I had to write an interpreter, optimizer and engine for a declarative language plus bottom up knowledge base in Haskell as part of an assignment, and an exam in a graduate course on advanced programming. Haskell made the problem significantly easier compared to languages I am much more comfortable with, like Python or C.

[1] www.cs.nott.ac.uk/~pszgmh/pearl.pdf

[2] https://www.amazon.com/Programming-Haskell-Graham-Hutton/dp/...

[3] https://www.youtube.com/channel/UC9-y-6csu5WGm29I7JiwpnA

[4] https://www.youtube.com/watch?v=eis11j_iGMs

PartiallyTyped
Okay, this is really perplexing, this reply was at +5 and is now at -1. I don't understand why and I'd appreciate any explanation.
If someone is interested in Functional Programming, here are the books which I highly suggest everyone to read:

https://www.amazon.com/Introduction-functional-programming-P...

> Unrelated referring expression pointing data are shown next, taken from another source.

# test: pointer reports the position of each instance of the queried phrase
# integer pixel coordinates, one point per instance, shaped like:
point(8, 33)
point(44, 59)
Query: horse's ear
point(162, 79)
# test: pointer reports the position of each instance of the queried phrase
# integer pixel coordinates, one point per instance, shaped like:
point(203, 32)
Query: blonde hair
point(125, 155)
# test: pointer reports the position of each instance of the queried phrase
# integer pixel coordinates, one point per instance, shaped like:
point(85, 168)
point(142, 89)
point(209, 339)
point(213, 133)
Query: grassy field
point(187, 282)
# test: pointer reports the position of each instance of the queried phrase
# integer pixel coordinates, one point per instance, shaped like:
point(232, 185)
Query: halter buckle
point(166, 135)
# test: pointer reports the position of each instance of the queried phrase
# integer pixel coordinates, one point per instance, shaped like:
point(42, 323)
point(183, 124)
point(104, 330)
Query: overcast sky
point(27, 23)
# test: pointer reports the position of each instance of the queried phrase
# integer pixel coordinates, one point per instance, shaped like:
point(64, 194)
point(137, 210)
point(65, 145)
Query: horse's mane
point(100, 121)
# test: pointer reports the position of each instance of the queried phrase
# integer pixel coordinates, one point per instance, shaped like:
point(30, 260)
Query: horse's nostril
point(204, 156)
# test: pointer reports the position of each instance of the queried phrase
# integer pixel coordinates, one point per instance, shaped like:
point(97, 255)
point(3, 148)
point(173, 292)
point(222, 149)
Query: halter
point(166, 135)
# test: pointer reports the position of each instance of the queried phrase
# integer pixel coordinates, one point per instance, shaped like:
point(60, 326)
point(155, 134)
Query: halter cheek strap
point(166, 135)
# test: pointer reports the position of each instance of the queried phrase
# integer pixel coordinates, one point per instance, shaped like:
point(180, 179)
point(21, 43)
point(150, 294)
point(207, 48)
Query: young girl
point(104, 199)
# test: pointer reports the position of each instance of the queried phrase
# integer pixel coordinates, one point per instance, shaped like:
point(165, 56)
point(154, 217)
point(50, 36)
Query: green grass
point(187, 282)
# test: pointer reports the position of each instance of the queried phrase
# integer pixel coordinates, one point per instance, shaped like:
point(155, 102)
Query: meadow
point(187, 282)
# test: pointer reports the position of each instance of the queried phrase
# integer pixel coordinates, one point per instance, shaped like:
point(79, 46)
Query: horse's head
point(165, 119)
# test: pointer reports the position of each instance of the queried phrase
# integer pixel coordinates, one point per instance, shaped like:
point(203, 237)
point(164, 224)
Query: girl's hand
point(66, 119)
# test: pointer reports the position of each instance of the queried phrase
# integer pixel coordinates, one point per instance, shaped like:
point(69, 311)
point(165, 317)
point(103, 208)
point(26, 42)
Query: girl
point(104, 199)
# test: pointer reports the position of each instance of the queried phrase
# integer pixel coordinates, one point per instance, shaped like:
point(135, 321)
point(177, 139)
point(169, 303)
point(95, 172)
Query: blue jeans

https://www.amazon.com/Structure-Interpretation-Computer-Pro...

https://www.amazon.com/Programming-Haskell-Graham-Hutton/dp/...

sevensor
Surprised this is the only mention of SICP. Although I don't know that I would have been able to handle it earlier in life. Perhaps it's different with accompanying lectures, but for self study it's quite a workout. I think it's worth trying, worth putting aside for later if you're not ready, and worth ultimately returning to. I'd be amazed if the undergraduates it was aimed at were able to appreciate it in full.